Author | : Ann Mumford |
Publisher | : Cambridge University Press |
Total Pages | : 245 |
Release | : 2010-11-04 |
Genre | : Law |
ISBN | : 1139493477 |
Download Tax Policy, Women and the Law Book in PDF, Epub and Kindle
Tax policy frequently targets the choices that women face in many aspects of their lives. Decisions regarding working away from home, having children, marrying, registering a partnership or cohabiting with a partner all entail tax consequences. The end of the twentieth century saw progress in women's legal and social equality, but many governments began to increase their reliance on the tax system as a means of influencing the choices that women make. The juxtaposition of this instrumentalist deployment of tax with persisting economic inequality for women is the starting point for this book. Employing a range of theoretical approaches, and grounding its investigations in sociological theory and cultural philosophy, it provides the foundation for a comparative, contextual consideration of the issues that arise at the intersection of women, tax policy and the law.
Author | : Kimberly K. Smith |
Publisher | : University Press of Kansas |
Total Pages | : 256 |
Release | : 2024-04-11 |
Genre | : Law |
ISBN | : 0700636390 |
Download Making Climate Lawyers Book in PDF, Epub and Kindle
Why did it take so long for American law schools to start teaching about climate change?
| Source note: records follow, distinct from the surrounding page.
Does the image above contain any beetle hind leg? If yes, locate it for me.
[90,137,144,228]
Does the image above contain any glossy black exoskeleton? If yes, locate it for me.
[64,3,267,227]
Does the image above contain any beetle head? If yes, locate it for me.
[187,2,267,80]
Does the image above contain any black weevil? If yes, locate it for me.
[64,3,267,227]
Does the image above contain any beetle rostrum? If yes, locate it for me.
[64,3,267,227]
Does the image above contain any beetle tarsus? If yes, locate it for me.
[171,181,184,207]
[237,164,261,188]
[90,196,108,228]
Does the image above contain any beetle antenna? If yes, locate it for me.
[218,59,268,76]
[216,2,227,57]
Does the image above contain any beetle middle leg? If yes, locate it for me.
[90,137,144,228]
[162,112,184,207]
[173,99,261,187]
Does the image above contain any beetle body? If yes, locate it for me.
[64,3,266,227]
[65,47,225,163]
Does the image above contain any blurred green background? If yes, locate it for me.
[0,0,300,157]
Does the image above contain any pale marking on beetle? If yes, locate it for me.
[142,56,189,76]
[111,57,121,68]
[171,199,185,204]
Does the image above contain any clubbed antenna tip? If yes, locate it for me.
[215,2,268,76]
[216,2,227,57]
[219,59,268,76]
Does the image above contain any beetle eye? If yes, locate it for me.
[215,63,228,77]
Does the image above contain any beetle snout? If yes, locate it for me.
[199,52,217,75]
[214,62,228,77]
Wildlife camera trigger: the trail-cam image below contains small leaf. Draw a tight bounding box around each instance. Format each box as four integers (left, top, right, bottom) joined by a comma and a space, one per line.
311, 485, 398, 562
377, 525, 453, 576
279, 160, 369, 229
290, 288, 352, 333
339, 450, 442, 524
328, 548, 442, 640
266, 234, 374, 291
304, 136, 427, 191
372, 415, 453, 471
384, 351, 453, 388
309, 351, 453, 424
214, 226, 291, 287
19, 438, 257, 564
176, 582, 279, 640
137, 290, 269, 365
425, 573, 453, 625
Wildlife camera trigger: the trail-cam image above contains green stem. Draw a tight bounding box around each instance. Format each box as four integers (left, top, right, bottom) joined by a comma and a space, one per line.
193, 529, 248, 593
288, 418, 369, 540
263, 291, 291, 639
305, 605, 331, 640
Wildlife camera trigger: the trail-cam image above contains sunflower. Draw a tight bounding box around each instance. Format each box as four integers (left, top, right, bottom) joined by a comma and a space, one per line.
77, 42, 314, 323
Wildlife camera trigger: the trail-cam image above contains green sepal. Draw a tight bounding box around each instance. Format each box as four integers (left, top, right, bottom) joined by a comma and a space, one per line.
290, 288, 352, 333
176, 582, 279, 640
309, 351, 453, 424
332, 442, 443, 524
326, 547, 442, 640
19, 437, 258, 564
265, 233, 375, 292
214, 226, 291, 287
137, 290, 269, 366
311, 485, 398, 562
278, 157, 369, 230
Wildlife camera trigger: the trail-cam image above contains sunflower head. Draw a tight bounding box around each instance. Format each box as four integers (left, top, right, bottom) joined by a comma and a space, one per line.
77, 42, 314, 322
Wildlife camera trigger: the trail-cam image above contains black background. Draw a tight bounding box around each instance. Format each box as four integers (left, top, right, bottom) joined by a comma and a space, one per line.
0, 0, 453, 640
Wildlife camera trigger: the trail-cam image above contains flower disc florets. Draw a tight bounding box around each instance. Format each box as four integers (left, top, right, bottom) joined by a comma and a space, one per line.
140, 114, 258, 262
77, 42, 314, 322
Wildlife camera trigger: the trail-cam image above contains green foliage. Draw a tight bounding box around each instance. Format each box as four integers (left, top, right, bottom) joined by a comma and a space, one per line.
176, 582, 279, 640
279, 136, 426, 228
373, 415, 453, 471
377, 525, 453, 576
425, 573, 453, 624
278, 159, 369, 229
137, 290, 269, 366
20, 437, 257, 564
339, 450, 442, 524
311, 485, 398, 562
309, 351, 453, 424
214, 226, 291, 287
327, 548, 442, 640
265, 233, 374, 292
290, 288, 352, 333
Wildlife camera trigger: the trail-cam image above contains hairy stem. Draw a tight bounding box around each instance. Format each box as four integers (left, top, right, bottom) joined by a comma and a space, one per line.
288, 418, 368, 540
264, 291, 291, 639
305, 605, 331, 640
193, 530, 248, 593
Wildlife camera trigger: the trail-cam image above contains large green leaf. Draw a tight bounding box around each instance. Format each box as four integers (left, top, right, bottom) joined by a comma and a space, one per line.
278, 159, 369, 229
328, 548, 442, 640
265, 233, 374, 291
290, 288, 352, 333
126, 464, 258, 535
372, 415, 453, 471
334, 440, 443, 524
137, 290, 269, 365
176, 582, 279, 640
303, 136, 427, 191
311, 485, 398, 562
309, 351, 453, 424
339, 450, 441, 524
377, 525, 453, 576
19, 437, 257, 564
Although most environmental law professors were aware of climate change by 1990, it took nearly fifteen years for them to incorporate the topic into their curriculum. In her innovative new work, Kimberly K. Smith explores how American environmental law professors have addressed climate change, identifying the barriers they faced, how they overcame them, and how they created “climate law” as a domain of legal specialization. Making Climate Lawyers explores the history of why American law schools were resistant to teaching about climate change and how that changed over the course of a forty-year period, resulting in law schools across the country incorporating climate change into their curricula, with many even establishing centers on the environment. Smith challenges dominant explanations of why the United States was slow to develop climate policy: it wasn’t just political opposition or short-sightedness. Creating climate legal professionals required changing the fundamentals of legal education. Based on dozens of interviews with faculty and students, Making Climate Lawyers fills a gap in the literature on the intellectual history of climate change, most of which focuses on the history of climate science. Smith focuses instead on how the climate problem fits (or doesn’t fit) into the structure of American law. She uses this story as a lens through which to understand both the transformation of legal education since the 1980s and the nature of climate change as a policy problem.